Тесная квартирка Синявского и Розановой под потолок была заполнена книгами, стены украшали почерневшие иконы, старая деревянная утварь. В те годы подобные интерьеры для Москвы были диковинкой.
Когда молодой ученый-филолог только начинал ухаживать за Марией, она, девушка деятельная и энергичная, первым делом потащила Андрея по своим излюбленным местам, в северные края, «в поисках святой Руси». И попала в точку. Синявский, как и она, живо интересовался древнерусской архитектурой, занимался российскими религиозными проблемами, старообрядцами. Северные земли исходили пешком, на попутках, а реки – на байдарках…

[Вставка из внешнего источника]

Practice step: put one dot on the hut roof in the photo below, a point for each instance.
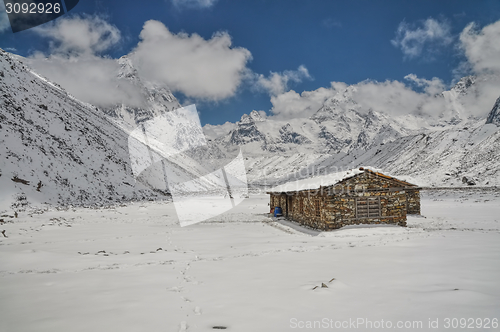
(330, 180)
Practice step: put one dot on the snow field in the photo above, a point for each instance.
(133, 268)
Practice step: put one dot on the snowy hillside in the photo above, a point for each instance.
(55, 148)
(60, 150)
(157, 99)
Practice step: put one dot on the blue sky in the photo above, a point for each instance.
(333, 41)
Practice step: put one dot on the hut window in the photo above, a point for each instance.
(368, 207)
(317, 205)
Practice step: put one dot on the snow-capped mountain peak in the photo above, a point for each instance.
(494, 116)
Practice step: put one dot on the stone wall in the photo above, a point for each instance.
(413, 201)
(333, 207)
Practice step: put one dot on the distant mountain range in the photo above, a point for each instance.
(59, 150)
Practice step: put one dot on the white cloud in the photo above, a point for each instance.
(75, 64)
(4, 19)
(389, 97)
(431, 87)
(193, 4)
(80, 35)
(89, 78)
(482, 47)
(207, 69)
(294, 105)
(423, 39)
(277, 83)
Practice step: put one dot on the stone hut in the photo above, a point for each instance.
(355, 197)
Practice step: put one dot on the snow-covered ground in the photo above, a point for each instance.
(133, 268)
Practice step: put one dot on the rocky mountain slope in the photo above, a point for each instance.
(59, 150)
(55, 148)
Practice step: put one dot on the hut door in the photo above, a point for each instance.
(289, 206)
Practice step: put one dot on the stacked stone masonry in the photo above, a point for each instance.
(365, 198)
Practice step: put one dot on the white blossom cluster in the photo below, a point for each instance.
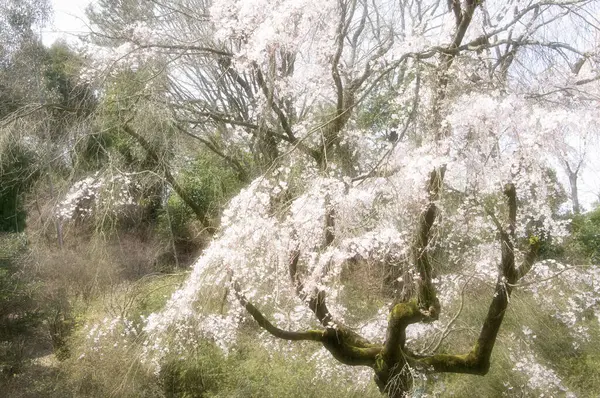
(97, 194)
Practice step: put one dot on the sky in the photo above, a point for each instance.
(69, 21)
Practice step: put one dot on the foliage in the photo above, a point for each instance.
(586, 232)
(18, 172)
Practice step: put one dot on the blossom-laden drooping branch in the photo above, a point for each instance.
(400, 149)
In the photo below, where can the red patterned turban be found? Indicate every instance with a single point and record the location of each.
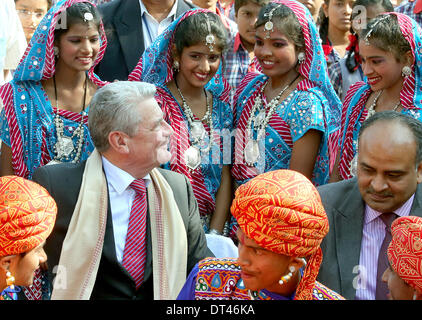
(281, 211)
(27, 215)
(405, 250)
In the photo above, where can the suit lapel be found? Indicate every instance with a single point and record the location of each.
(128, 26)
(349, 228)
(417, 200)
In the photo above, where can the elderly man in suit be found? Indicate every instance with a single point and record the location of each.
(361, 210)
(125, 228)
(131, 26)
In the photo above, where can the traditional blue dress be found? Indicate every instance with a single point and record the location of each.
(155, 66)
(312, 105)
(27, 119)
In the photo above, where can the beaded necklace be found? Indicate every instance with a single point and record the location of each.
(64, 147)
(371, 109)
(192, 155)
(260, 121)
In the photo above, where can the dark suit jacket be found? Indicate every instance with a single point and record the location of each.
(63, 182)
(345, 209)
(125, 41)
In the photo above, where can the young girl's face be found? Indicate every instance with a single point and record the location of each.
(79, 47)
(198, 64)
(338, 13)
(277, 54)
(380, 67)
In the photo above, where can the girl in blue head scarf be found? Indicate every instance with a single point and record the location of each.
(391, 48)
(185, 65)
(44, 117)
(289, 116)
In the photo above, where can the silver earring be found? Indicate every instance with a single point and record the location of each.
(176, 65)
(56, 51)
(406, 71)
(286, 278)
(301, 57)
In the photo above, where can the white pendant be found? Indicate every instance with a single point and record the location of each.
(251, 152)
(197, 131)
(268, 26)
(192, 157)
(259, 119)
(54, 161)
(64, 146)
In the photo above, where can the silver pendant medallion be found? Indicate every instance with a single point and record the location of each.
(197, 131)
(192, 157)
(251, 152)
(64, 146)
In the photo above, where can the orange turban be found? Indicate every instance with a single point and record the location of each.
(281, 211)
(27, 215)
(405, 250)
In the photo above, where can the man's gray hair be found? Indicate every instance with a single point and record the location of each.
(414, 125)
(114, 108)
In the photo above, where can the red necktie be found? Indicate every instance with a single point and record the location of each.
(134, 254)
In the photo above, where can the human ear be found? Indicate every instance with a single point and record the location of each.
(324, 7)
(119, 141)
(6, 261)
(419, 172)
(298, 263)
(409, 58)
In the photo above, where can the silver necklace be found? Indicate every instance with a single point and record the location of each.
(260, 121)
(64, 148)
(192, 155)
(371, 109)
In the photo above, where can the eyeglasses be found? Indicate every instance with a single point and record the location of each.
(24, 12)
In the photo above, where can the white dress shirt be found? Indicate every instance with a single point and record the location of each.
(151, 27)
(372, 238)
(121, 196)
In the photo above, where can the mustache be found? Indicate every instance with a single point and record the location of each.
(370, 190)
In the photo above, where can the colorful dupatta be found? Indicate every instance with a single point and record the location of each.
(155, 66)
(314, 90)
(354, 111)
(26, 123)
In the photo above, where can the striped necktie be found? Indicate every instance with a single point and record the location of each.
(134, 253)
(382, 288)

«Но рядом с этой Русью, рядом со слепой бабкой Ульяной, которая собирала иконы, ставила на заброшенном курятнике крест и открывала часовню, – рассказывала Мария Васильевна, – мы видели загаженные, испохабленные церкви… Была однажды история очень печальная, когда мы забрались на перекрытие колокольни… И там лежала кучка, пардон, дерьма. Это что – секретари обкома там накакали? Нет, это кто-то из великого русского народа. Виртуоз при этом был, ибо опустить штаны и присесть над бездной колокольни – это такой риск, такой полет фантазии и такая смелость!.. Зачем же было возмущаться, кричать: «Что с нами сделали?»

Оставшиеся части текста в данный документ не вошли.